Testing of the proportional hazard assumption was performed using the cox.zph function in R. When performing rank-based MSet enrichment analysis against survival (see below), metabolites were ranked by their ${\beta }_{\text{metabolite}}$ coefficient. Similar models were fitted when evaluating the metabolomics clock, with $\Delta (age)$ or $\Delta {(age)}_{corrected}$ in place of the metabolite level in the above CoxPH equation.

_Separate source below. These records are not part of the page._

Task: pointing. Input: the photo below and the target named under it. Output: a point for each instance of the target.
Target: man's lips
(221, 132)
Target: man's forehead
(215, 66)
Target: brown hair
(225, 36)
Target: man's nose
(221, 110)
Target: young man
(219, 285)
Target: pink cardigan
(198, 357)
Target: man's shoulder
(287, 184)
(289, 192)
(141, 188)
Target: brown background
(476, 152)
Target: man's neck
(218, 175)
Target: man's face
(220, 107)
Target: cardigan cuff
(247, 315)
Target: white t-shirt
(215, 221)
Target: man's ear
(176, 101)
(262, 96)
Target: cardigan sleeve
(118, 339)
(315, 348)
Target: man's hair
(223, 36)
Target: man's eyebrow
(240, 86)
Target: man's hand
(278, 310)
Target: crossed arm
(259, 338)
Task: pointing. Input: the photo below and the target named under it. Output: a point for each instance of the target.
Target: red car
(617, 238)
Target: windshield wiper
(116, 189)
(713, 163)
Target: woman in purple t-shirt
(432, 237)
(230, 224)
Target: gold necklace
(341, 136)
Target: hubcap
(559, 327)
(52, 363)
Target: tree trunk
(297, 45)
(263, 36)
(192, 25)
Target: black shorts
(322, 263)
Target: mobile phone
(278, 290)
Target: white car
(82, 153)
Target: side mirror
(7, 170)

Metabolite Sets (MSets) Enrichment Analysis

When performing MSet enrichment based on over-representation analysis (ORA), we used the hypeR package¹⁰⁴ with test = “hyper”, setting the background to 1,213, which is the number of metabolites with known identity in the NECS dataset. When performing rank-based Kolmogorov-Smirnov MSet enrichment, we used the hypeR package with test = “ks” and using the entire list of 1,053 metabolites with ≤ 20% of missing values analyzed and ranked by their test statistic (e.g., the CoxPH coefficients in the survival analysis).

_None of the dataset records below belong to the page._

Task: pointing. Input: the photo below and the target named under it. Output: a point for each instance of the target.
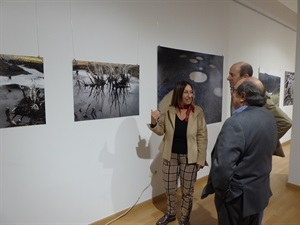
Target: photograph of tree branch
(105, 90)
(22, 98)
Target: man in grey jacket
(241, 160)
(242, 70)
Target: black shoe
(186, 222)
(166, 219)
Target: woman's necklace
(181, 113)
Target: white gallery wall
(68, 172)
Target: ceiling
(291, 4)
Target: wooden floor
(283, 209)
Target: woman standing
(183, 149)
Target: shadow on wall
(151, 152)
(132, 154)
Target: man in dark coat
(241, 160)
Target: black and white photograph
(272, 86)
(105, 90)
(288, 88)
(203, 71)
(22, 95)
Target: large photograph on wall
(272, 85)
(22, 95)
(288, 88)
(105, 90)
(204, 71)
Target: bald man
(241, 159)
(241, 70)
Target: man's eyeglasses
(232, 90)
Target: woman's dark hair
(246, 69)
(178, 92)
(253, 95)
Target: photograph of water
(105, 90)
(22, 98)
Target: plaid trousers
(178, 167)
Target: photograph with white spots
(203, 71)
(288, 88)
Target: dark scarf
(188, 108)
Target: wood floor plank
(283, 209)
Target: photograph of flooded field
(272, 85)
(105, 90)
(22, 98)
(289, 88)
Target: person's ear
(243, 97)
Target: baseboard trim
(162, 196)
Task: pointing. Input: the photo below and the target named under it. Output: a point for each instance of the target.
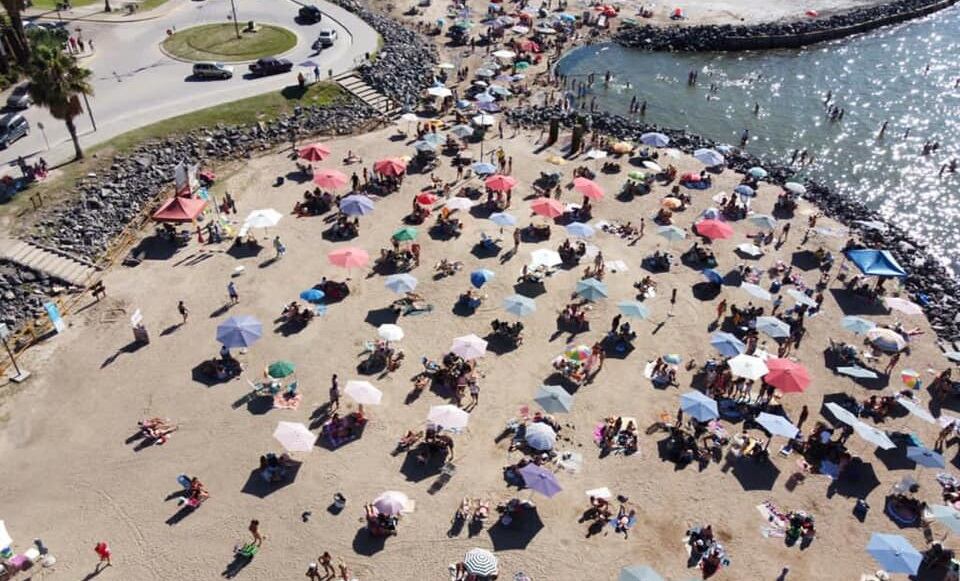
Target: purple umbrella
(540, 480)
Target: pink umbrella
(714, 229)
(588, 188)
(547, 207)
(329, 179)
(787, 376)
(500, 183)
(350, 257)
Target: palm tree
(57, 82)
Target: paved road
(136, 84)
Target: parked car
(270, 66)
(212, 71)
(309, 14)
(20, 99)
(326, 38)
(13, 126)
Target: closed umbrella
(294, 437)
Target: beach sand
(71, 479)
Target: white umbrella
(363, 392)
(294, 437)
(448, 417)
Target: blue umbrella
(312, 295)
(894, 553)
(592, 289)
(519, 305)
(478, 278)
(634, 309)
(699, 406)
(727, 344)
(356, 205)
(554, 399)
(242, 331)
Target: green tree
(57, 82)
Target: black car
(270, 66)
(309, 14)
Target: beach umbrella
(787, 376)
(902, 305)
(349, 257)
(281, 369)
(580, 230)
(671, 233)
(391, 503)
(777, 425)
(894, 553)
(756, 291)
(545, 257)
(295, 437)
(481, 562)
(240, 331)
(773, 327)
(857, 372)
(639, 573)
(748, 367)
(405, 234)
(540, 436)
(726, 344)
(709, 157)
(857, 325)
(312, 295)
(448, 417)
(634, 309)
(547, 207)
(655, 139)
(925, 457)
(401, 283)
(267, 218)
(591, 289)
(469, 347)
(390, 332)
(479, 277)
(356, 205)
(699, 406)
(538, 478)
(363, 392)
(714, 229)
(519, 305)
(314, 152)
(886, 340)
(500, 183)
(588, 188)
(554, 399)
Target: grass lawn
(219, 42)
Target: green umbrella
(405, 234)
(280, 369)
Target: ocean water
(907, 75)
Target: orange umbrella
(500, 183)
(330, 179)
(390, 167)
(588, 188)
(547, 207)
(314, 152)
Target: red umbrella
(714, 229)
(329, 179)
(180, 209)
(787, 376)
(390, 167)
(314, 152)
(547, 207)
(588, 188)
(500, 183)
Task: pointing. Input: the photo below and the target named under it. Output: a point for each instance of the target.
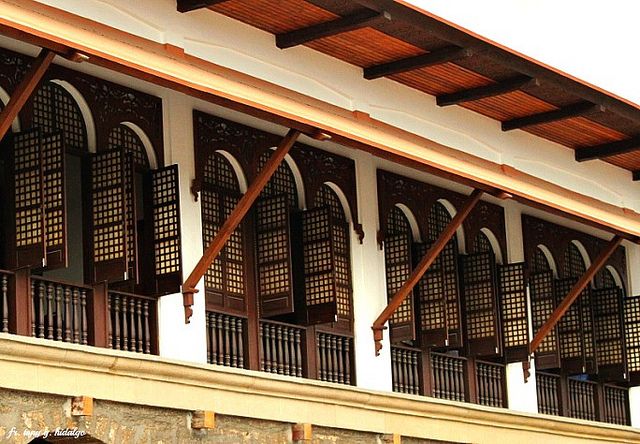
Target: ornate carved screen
(608, 315)
(273, 245)
(632, 337)
(512, 281)
(165, 197)
(480, 304)
(543, 302)
(38, 194)
(109, 215)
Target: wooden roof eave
(168, 66)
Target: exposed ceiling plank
(192, 5)
(608, 149)
(567, 112)
(347, 23)
(481, 92)
(436, 57)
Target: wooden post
(584, 280)
(234, 219)
(422, 267)
(98, 312)
(21, 305)
(24, 90)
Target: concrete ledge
(44, 366)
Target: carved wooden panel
(543, 303)
(512, 279)
(109, 227)
(608, 313)
(481, 304)
(165, 200)
(273, 248)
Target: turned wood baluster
(116, 300)
(5, 306)
(227, 356)
(140, 349)
(147, 336)
(298, 353)
(234, 343)
(240, 330)
(75, 316)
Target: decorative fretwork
(165, 200)
(124, 137)
(275, 288)
(397, 253)
(480, 302)
(108, 215)
(513, 308)
(543, 303)
(609, 330)
(225, 278)
(54, 109)
(632, 336)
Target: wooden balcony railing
(406, 369)
(133, 322)
(576, 398)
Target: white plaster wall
(230, 43)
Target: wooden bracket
(234, 219)
(24, 90)
(301, 432)
(82, 406)
(423, 266)
(203, 420)
(584, 280)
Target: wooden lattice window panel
(326, 197)
(273, 245)
(574, 266)
(632, 336)
(281, 183)
(513, 309)
(124, 137)
(224, 279)
(397, 253)
(543, 303)
(609, 329)
(539, 262)
(55, 109)
(166, 229)
(480, 302)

Definition of age-only and EL-only signatures

To identify age-only markers, we compared the set of EL-associated metabolites in NECS with age markers from datasets that did not include EL subjects (non-EL studies: Arivale and BLSA), and to the age markers obtained by performing regression analysis on the subset of NECS subjects not in the EL group, i.e., the set of 60 controls and 73 offspring. We then defined the Age-only signature as the set of metabolites that were significantly associated with age in either Arivale or BLSA (q ≤ 0.05), that had age estimates in NECS (excluding EL subjects) in the same direction (i.e., positive in NECS if positive in Arivale or BLSA, and vice versa), and had non-significant EL estimates (q ≥ 0.25) in NECS.

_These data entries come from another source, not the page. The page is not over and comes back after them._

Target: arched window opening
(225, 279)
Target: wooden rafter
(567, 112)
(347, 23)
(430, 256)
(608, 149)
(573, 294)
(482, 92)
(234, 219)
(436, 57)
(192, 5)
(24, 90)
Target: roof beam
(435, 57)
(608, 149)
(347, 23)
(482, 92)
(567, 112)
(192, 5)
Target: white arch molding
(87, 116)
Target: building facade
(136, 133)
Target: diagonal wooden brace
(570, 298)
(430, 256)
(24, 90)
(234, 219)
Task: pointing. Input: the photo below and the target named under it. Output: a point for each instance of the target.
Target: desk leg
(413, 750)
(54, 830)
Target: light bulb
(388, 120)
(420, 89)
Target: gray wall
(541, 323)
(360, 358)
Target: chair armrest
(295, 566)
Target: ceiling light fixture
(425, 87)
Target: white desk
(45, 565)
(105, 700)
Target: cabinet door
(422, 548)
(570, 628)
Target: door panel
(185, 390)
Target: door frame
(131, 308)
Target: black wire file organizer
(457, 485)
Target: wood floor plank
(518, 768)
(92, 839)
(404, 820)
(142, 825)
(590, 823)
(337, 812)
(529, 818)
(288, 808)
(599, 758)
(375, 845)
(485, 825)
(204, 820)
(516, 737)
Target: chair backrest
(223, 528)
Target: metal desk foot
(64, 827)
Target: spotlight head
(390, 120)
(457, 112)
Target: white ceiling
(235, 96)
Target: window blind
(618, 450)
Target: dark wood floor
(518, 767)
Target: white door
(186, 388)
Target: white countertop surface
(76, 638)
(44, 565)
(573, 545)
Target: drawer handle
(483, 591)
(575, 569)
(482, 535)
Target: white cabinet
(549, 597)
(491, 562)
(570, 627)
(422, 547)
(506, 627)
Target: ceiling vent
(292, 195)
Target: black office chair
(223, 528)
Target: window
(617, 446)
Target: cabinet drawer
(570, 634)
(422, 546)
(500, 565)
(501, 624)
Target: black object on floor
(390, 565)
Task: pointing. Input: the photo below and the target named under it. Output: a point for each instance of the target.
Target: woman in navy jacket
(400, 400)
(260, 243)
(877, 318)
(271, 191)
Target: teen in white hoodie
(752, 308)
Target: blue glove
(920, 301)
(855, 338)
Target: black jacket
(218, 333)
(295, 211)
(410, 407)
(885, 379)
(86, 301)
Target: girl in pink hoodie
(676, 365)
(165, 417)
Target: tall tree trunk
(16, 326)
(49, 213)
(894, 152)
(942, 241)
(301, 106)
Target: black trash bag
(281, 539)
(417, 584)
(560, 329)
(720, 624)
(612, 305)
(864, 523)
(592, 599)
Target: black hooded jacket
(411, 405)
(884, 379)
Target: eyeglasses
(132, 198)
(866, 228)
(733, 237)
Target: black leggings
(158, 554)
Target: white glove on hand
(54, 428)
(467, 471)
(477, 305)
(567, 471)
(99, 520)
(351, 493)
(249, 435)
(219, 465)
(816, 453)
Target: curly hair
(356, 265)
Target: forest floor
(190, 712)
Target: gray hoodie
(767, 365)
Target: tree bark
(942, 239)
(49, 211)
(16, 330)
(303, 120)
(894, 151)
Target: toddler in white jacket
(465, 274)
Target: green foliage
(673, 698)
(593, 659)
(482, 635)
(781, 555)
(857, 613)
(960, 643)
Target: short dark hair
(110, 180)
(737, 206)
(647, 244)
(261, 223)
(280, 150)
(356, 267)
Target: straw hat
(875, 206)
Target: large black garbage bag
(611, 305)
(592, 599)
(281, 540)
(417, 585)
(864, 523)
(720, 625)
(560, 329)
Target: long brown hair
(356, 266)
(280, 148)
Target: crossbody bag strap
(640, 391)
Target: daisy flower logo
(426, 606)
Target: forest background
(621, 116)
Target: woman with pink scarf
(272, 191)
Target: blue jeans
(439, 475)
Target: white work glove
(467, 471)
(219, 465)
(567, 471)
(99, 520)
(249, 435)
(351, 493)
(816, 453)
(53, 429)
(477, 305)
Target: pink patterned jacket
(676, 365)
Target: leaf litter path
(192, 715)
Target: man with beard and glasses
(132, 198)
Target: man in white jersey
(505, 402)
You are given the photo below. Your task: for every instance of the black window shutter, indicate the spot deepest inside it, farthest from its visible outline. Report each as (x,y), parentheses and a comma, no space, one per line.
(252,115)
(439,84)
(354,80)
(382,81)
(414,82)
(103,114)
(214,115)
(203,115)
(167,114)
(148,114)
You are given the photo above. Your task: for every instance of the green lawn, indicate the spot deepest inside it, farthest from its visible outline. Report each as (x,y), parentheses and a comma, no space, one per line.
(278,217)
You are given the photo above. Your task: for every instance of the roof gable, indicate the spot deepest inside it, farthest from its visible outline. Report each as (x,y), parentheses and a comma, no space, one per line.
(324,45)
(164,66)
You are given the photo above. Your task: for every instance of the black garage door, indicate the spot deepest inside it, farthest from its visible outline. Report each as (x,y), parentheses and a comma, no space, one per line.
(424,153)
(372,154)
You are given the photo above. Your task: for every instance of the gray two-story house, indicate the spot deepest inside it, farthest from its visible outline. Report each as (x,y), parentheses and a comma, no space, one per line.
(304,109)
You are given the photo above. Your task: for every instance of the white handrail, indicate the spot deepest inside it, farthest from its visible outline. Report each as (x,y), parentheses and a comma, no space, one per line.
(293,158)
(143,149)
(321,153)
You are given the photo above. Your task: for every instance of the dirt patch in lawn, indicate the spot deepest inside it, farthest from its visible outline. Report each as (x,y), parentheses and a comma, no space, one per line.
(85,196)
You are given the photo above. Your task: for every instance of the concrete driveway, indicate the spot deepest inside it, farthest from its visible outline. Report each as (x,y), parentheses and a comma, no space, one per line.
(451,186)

Similarly, the EL-only signature was defined as the set of metabolites that were significantly associated with EL (q ≤ 0.05) in NECS but not significantly associated with age (q > 0.25) in all non-EL studies in which they were assayed. Since not all metabolites assayed in NECS were measured in either Arivale or BLSA, we further restricted the EL-only signature to metabolites measured both in NECS and in either Arivale or BLSA.

Metabolomics Clocks

Metabolomics clocks based on an elastic net (EN) model were fitted using the glm.net function in R. Ten-fold cross-validation (CV) was used to select the α and λ coefficients maximizing the RMSE from a grid of 25 predefined alpha and lambda values’ combinations. The set of 1,053 metabolites with ≤ 20% of missing values were used as predictors, with the EN (non-zero) weights determining which metabolites to include in the final clock. Predictions by the model showed a moderate bias, with (chronologically) younger subjects predicted to be older and older subjects predicted to be younger (Figure 5A). The observed bias is common to most omics clocks^45–47, and was corrected by a simple linear transformation⁴⁴. Permutation-based variable importance for each of the metabolites with non-zero coefficients was estimated using the vip R package. Model fitting and prediction was also repeated based on a nested two-level 10-fold CV, with the outer CV loop used for age prediction, and the inner CV loop used for the selection of the optimal EN hyper-parameters (α and λ) for each fold (Figure S4).